Наконец, папа вразумительно объяснил, что произошло. Чтобы хоть как-то отойти от потоков дерьма в адрес толстяков и инвалидов, включили развлекательную музыкальную программу из России. Там попса. Обычное дело: "любовь туда – любовь сюда – навсегда – никогда", "прощай – прости", "вернись – уходи – только я – только ты" гнусавят себе, стонут, хрипят, дрыгаются, скандируют полную бессмыслицу, – родители предпочитали бардов, но иногда, дабы отвлечься, включали и это. Вдруг, посередине разгула, ведущий говорит что-то то о "курочке", а какая-то там ("костлявая дрянь", – снова вставила мама) прилюдно в микрофон переспрашивает, картавя: "Кухочку?"
– Подождите, – перебила Сара. – Я не понимаю... Это что, намек? Нет, мне непонятно: разве в России курятину едят только евреи? Причем именно те, которые не выговаривают букву эр?
– Надо там родиться, чтобы понять всю степень и всю глубину мерзости подобных намеков! Шести месяцев командировки недостаточно!
– Может, это по какому-то определенному сценарию? – осторожно спросила Сандра.
– Какая разница, по какому фонарю, – сказал папа. – Главное, факт!
– Здесь актера, который позволил бы себе подобное, сначала заставили бы публично извиниться по телевиденью перед народом за такую шуточку, а потом отлучили от сцены на всю оставшуюся жизнь... Разве что в порнухе еще снимали, и то вряд ли, а там эта полнейшая бездарь еще больше мелькает, – прокричала мама. – Нет, мне не нужна ее кровь, тем более, ее сомнительные прелести в порнухе... Но чтоб другим было неповадно... Впредь...
– С бездарью согласен тоже, – кивнул отец. – читает стихи, как провинциальная пионерка. И свет не померк. И ничего не перевернулось! И шоу продолжается. И наряды, и костюмы, и краски, вот интересно, как себя чувствуют те евреи, которые там остались?
– Инересно, как себя чувствуют те американцы, которых выперли в резервацию? – неосторожно молвила Сара. – И которых теперь открыто поносят здесь.
– Видишь ли, девочка, – медленно начал отец. – От того, что инвалидам больно от дискриминации, евреи, где бы то ни было, не чувствуют себя лучше.
– Да, извини, – быстро согласилась Сандра. – Разумеется.

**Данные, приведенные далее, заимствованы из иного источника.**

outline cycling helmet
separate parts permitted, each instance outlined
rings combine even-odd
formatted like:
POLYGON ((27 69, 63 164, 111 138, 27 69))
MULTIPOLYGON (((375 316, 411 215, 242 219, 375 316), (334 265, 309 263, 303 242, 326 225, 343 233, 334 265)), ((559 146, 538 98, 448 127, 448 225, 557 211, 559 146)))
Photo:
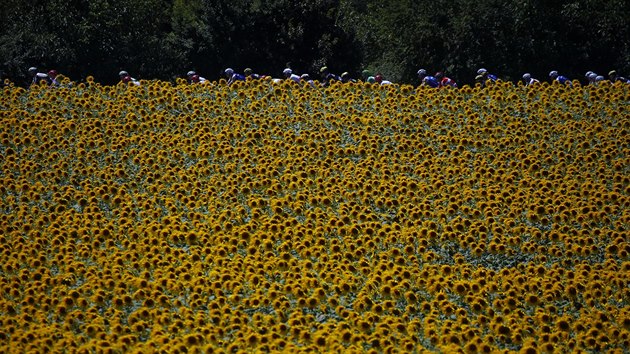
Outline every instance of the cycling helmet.
POLYGON ((121 76, 121 77, 122 77, 122 76, 129 76, 129 73, 128 73, 128 72, 126 72, 125 70, 121 70, 121 71, 118 73, 118 76, 121 76))
POLYGON ((28 72, 29 73, 36 73, 37 72, 37 68, 34 66, 31 66, 30 68, 28 68, 28 72))
POLYGON ((300 79, 302 79, 302 80, 310 80, 311 77, 308 74, 302 74, 302 76, 300 76, 300 79))
POLYGON ((528 81, 531 78, 532 78, 532 76, 529 73, 523 74, 523 80, 528 81))
POLYGON ((427 71, 424 69, 418 70, 418 76, 427 76, 427 71))
POLYGON ((591 76, 591 74, 593 74, 593 72, 589 70, 586 72, 586 74, 584 74, 584 77, 588 79, 591 76))
POLYGON ((188 73, 186 73, 186 76, 188 76, 188 77, 191 77, 191 76, 193 76, 193 75, 197 75, 197 73, 196 73, 196 72, 194 72, 194 71, 192 71, 192 70, 191 70, 191 71, 189 71, 188 73))
POLYGON ((444 73, 441 72, 441 71, 438 71, 438 72, 435 73, 434 76, 435 76, 436 79, 442 80, 442 78, 444 77, 444 73))
POLYGON ((197 75, 197 74, 190 75, 190 81, 192 81, 192 82, 199 82, 199 75, 197 75))
POLYGON ((552 70, 552 71, 549 73, 549 77, 551 77, 551 78, 558 77, 558 72, 557 72, 557 71, 555 71, 555 70, 552 70))
POLYGON ((283 73, 285 76, 289 76, 289 75, 293 74, 293 70, 291 70, 291 69, 289 69, 289 68, 286 68, 286 69, 282 70, 282 73, 283 73))
POLYGON ((604 80, 605 80, 605 78, 602 75, 597 75, 595 77, 595 82, 600 82, 600 81, 604 81, 604 80))
POLYGON ((323 73, 327 73, 328 72, 328 67, 327 66, 322 66, 322 68, 319 69, 319 72, 322 73, 322 74, 323 73))
POLYGON ((232 75, 232 74, 234 74, 234 69, 232 69, 232 68, 227 68, 227 69, 225 69, 225 73, 226 73, 227 75, 232 75))
POLYGON ((52 77, 53 79, 57 76, 57 70, 52 69, 48 72, 48 76, 52 77))
POLYGON ((246 76, 249 76, 249 75, 251 75, 251 74, 253 74, 253 73, 254 73, 254 70, 252 70, 251 68, 245 68, 245 70, 243 70, 243 73, 244 73, 246 76))
POLYGON ((485 68, 480 68, 479 70, 477 70, 477 75, 483 75, 485 73, 487 73, 488 70, 486 70, 485 68))
POLYGON ((617 76, 617 71, 616 70, 610 70, 608 72, 608 76, 617 76))

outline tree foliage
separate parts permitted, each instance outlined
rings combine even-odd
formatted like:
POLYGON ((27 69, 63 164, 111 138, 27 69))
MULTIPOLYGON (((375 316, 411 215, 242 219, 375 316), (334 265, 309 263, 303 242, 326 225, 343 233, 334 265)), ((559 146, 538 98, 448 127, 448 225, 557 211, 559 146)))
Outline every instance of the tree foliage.
POLYGON ((23 83, 29 66, 105 83, 122 69, 168 80, 287 65, 409 83, 420 67, 462 83, 482 66, 581 78, 630 71, 628 13, 624 0, 5 0, 0 71, 23 83))

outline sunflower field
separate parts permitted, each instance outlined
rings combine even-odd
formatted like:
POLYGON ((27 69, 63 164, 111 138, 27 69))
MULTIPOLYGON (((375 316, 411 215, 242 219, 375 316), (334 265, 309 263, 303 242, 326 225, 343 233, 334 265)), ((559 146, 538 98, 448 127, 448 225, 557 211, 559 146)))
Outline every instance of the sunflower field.
POLYGON ((627 352, 630 89, 0 91, 0 352, 627 352))

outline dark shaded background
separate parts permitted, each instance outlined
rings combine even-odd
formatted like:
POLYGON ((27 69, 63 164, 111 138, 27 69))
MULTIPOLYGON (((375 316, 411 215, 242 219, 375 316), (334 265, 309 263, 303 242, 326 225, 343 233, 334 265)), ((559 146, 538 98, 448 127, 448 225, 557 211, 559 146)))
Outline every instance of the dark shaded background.
POLYGON ((417 84, 416 71, 472 83, 550 70, 630 72, 627 0, 4 0, 0 74, 26 85, 27 69, 72 80, 217 79, 226 67, 280 77, 322 65, 417 84))

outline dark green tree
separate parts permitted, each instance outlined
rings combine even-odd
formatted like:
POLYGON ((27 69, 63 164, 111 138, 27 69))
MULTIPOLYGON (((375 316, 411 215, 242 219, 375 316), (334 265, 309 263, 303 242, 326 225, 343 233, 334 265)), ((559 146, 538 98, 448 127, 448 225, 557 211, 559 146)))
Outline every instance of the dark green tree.
POLYGON ((287 65, 414 84, 421 67, 462 84, 479 67, 507 80, 628 74, 628 13, 624 0, 5 0, 0 72, 23 84, 30 66, 103 83, 122 69, 217 79, 226 67, 279 76, 287 65))

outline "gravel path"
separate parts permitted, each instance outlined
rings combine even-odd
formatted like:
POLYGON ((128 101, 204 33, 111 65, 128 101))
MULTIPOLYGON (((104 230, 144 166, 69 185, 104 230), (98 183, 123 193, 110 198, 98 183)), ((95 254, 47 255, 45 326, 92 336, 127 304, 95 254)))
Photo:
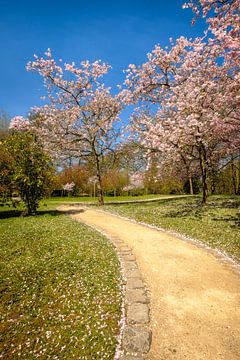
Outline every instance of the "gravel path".
POLYGON ((106 212, 84 209, 73 217, 133 249, 150 294, 152 346, 146 359, 240 359, 240 276, 228 264, 106 212))

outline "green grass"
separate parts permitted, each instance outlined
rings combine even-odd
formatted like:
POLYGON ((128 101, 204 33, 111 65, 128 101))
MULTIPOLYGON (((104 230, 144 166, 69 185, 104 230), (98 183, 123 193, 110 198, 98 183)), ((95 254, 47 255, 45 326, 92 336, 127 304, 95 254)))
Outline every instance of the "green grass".
POLYGON ((122 294, 106 238, 58 212, 0 212, 0 358, 113 359, 122 294))
POLYGON ((206 206, 198 198, 146 204, 106 205, 106 210, 190 236, 240 260, 240 197, 212 196, 206 206))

– Мы буквально на днях видели передачу, тоже оттуда, известный киномахер, – как мама – и вдруг не вставит? – Прославленный сын своего увешанного орденами папаши... Так тот на весь мир с упреком блеял, мол Израиль объявил вне закона разговоры о том, что Холокоста не было. Затем этот пророк сообщил, что цыган тоже уничтожали за одно то, что они были цыганами...

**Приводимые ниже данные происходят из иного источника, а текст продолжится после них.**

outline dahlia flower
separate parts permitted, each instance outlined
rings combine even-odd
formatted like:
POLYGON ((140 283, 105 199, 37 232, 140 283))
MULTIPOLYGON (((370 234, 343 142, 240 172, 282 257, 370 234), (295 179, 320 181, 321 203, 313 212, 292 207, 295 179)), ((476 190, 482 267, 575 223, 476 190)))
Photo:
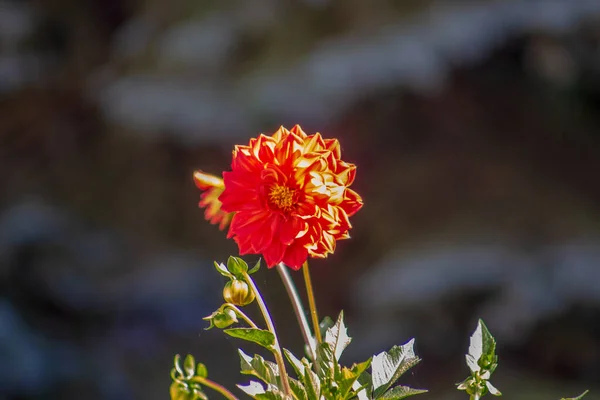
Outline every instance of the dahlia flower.
POLYGON ((349 238, 348 217, 362 199, 348 188, 356 166, 340 157, 336 139, 309 136, 298 125, 235 146, 218 200, 221 215, 233 213, 227 237, 240 254, 262 254, 268 267, 283 262, 297 270, 349 238))

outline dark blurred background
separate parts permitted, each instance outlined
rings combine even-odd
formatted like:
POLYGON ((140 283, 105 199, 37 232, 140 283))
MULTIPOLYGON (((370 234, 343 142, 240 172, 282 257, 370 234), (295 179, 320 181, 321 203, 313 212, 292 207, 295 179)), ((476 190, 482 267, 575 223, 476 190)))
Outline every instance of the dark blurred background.
POLYGON ((416 337, 402 382, 464 399, 482 317, 505 397, 600 399, 597 0, 0 0, 0 399, 165 399, 176 353, 245 383, 191 174, 296 123, 359 166, 312 264, 346 363, 416 337))

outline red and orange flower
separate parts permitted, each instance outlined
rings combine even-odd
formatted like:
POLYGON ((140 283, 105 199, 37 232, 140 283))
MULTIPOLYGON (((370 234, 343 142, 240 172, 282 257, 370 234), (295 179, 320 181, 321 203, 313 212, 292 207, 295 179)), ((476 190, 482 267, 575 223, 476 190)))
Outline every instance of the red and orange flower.
POLYGON ((200 195, 200 202, 198 206, 206 207, 204 210, 204 217, 211 224, 219 224, 219 229, 223 230, 233 217, 232 213, 226 213, 221 209, 221 202, 219 196, 225 190, 225 184, 223 179, 213 175, 206 174, 202 171, 194 171, 194 183, 198 189, 203 190, 204 193, 200 195))
POLYGON ((299 269, 308 256, 327 257, 349 238, 348 217, 362 207, 348 188, 356 166, 340 157, 336 139, 309 136, 298 125, 250 139, 235 147, 232 170, 223 173, 221 214, 207 209, 207 217, 234 213, 227 237, 241 255, 262 254, 269 267, 299 269))

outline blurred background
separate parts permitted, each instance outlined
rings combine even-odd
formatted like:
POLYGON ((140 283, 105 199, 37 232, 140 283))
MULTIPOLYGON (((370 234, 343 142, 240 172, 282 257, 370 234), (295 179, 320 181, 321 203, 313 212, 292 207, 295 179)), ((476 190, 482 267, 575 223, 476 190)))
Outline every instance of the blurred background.
POLYGON ((312 263, 345 363, 416 337, 401 382, 464 399, 481 317, 505 397, 600 399, 597 0, 0 0, 0 399, 165 399, 176 353, 247 382, 192 171, 296 123, 359 166, 312 263))

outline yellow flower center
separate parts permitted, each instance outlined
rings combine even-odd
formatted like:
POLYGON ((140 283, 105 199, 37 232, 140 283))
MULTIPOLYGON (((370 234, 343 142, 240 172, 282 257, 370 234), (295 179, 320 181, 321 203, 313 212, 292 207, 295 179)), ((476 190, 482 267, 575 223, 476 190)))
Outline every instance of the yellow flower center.
POLYGON ((294 208, 295 192, 287 186, 275 185, 269 191, 269 205, 283 212, 290 212, 294 208))

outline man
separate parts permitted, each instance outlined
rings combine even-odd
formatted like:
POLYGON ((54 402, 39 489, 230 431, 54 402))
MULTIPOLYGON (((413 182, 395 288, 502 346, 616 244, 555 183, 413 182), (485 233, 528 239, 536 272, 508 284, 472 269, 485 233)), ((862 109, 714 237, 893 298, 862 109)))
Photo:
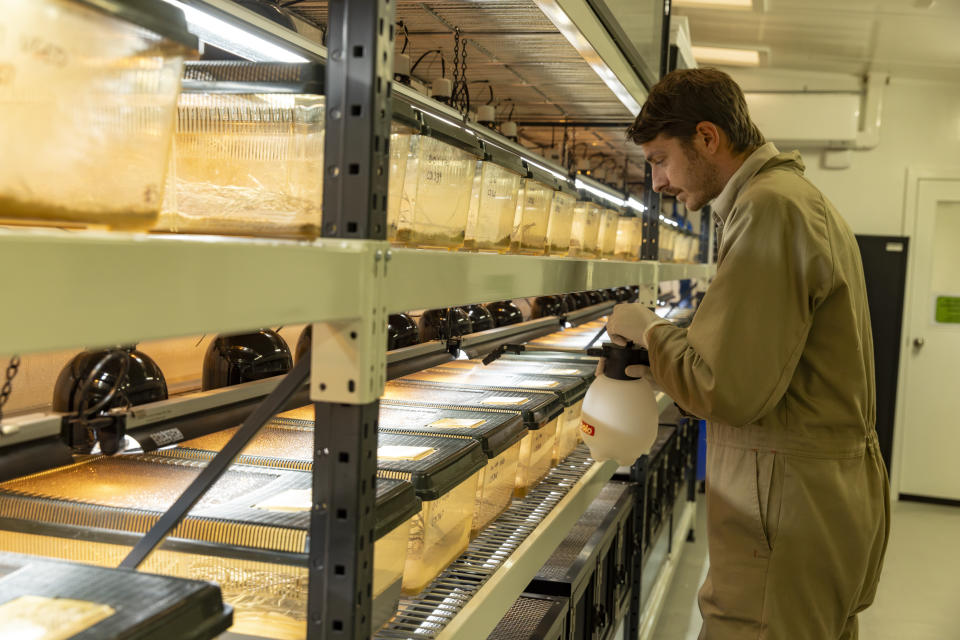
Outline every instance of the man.
POLYGON ((860 253, 715 69, 674 71, 628 131, 655 191, 712 202, 717 273, 688 329, 618 305, 607 330, 707 420, 701 640, 849 640, 889 533, 860 253))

– В том смысле, что евреи не имеют права даже в этом на свое горе? – догадалась Сара.
– Как будто здесь может быть другой смысл! – горько произнес отец.
– Так это еще не все, – запальчиво сообщила мать. – Дальше великий деятель буквально смешал с грязью русскую писательницу, еврейку по национальности, прямым текстом: "кормишься от правительства – не перечь", и все тонко, хитро, не подкопаешься, еще чуть-чуть – и они объявят: и Холокоста не было, и анисемитизма там не было и нет.
– Так об отсутствии антисемитизма в России они всю жизнь постоянно лгут, – заметил отец. – Кажется, еще с царских времен... Или объясняют самими же евреями...
– Стоп, стоп, стоп, – сказала Сандра. – Почему опять антисемитизм? Причем тут опять евреи?
– Ну как же без нас, – протянула мама. – Что бы где в мире ни аукнулось, мы причем. Особенно в России.
– Я вообще подозреваю, что пару-тройку наших приберегают там специально на случай вспышки любой фобии в любой точке земного шара, чтобы всегда иметь, чем достойно ответить, – добавил папа.